The Repeal of “Don’t Ask, Don’t Tell” and Its Effects on College Campus ROTC’s

The U.S. military’s policy barring openly gay men and women from serving expires this morning. Known as “don’t ask, don’t tell,” the prohibition has been in place since 1993.

The repeal of the law has far-reaching effects not only for the military but also on the Reserve Officers’ Training Corps (ROTC) on college campuses. In recent years, some ROTC units have left public colleges rather than admit openly gay students.

But ROTC’s acceptance of openly gay men and women may not have a large impact on enrollment, says Jennifer Miracle, the associate director of intercultural affairs for the LGBT Resource Center at the University of Georgia.

“I do know [gay and lesbian students] involved in ROTC, mostly women,” Miracle said. “In the past, they have been afraid to come to our office.
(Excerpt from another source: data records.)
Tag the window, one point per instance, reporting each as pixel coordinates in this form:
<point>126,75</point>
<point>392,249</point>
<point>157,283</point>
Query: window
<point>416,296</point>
I do hope that will change, but there are still many barriers for students coming out, not just this.”

Miracle went on to say that in the South, especially, students face family and religious pressures that make it hard for someone to come out, regardless of whether there is a don’t ask, don’t tell policy.

Miracle however, is still excited about the repeal.

“It’s wonderful,” Miracle said, “but I think it is also unfortunate that it has taken this long. It would be great to say it is no longer an issue, but that’s just not the case. There will continue to be struggles and the cultural changes ahead will be difficult. These will take a long time. But, yes, it is exciting to see progress; it has been a long time coming.”